95% coverage — empirical fraction of noisy test points inside the central 95% predictive interval. Calibrated $\Rightarrow$ 0.95.
Sharpness@95 — mean width of the 95% predictive interval. Lower is better given calibration; oracle width is $\approx 4\sigma = 0.4$ .
Calibration curve — empirical vs nominal coverage at $\alpha \in \{0.05, 0.1, \dots, 0.95\}$ .

Both MAP and VI ensembles induce a Gaussian-mixture predictive — MAP mixes over $E$ point-mass means, VI mixes over $E \cdot S$ posterior-sample means.

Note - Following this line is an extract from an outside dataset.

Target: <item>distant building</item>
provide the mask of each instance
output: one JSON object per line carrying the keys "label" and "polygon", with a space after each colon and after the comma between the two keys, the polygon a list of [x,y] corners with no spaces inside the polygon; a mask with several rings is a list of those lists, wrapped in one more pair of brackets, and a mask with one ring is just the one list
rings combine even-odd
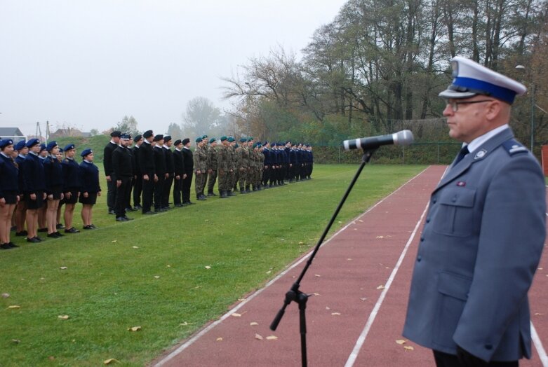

The exact same scoring code therefore handles both, only the leading axis count differs.

def gof_metrics(pred_means, sigma_obs, y_truth, y_obs, *, num_samples=500, seed=987):
    """Bayesian goodness-of-fit summary (mixture-of-Gaussians predictive)."""
    M, N = pred_means.shape
    pred_mean = pred_means.mean(axis=0)
    rmse_truth = float(jnp.sqrt(jnp.mean((y_truth - pred_mean) ** 2)))
    rmse_obs = float(jnp.sqrt(jnp.mean((y_obs - pred_mean) ** 2)))

    log_pdf = -0.5 * ((y_obs[None, :] - pred_means) / sigma_obs) ** 2 - 0.5 * jnp.log(
        2.0 * jnp.pi * sigma_obs**2
    )
    nll = float(-(logsumexp(log_pdf, axis=0) - jnp.log(M)).mean())

    rk = jr.PRNGKey(seed)
    k_idx, k_eps = jr.split(rk)
    member_idx = jr.randint(k_idx, (num_samples,), 0, M)
    eps = jr.normal(k_eps, (num_samples, N))
    y_samples = pred_means[member_idx] + sigma_obs * eps  # (S, N)

    alphas = jnp.linspace(0.05, 0.95, 19)
    lower_q = (1 - alphas) / 2.0
    upper_q = 1 - lower_q
    q_lo = jnp.quantile(y_samples, lower_q, axis=0)
    q_hi = jnp.quantile(y_samples, upper_q, axis=0)
    cov_curve = jnp.mean((y_obs[None, :] >= q_lo) & (y_obs[None, :] <= q_hi), axis=1)
    width_curve = jnp.mean(q_hi - q_lo, axis=1)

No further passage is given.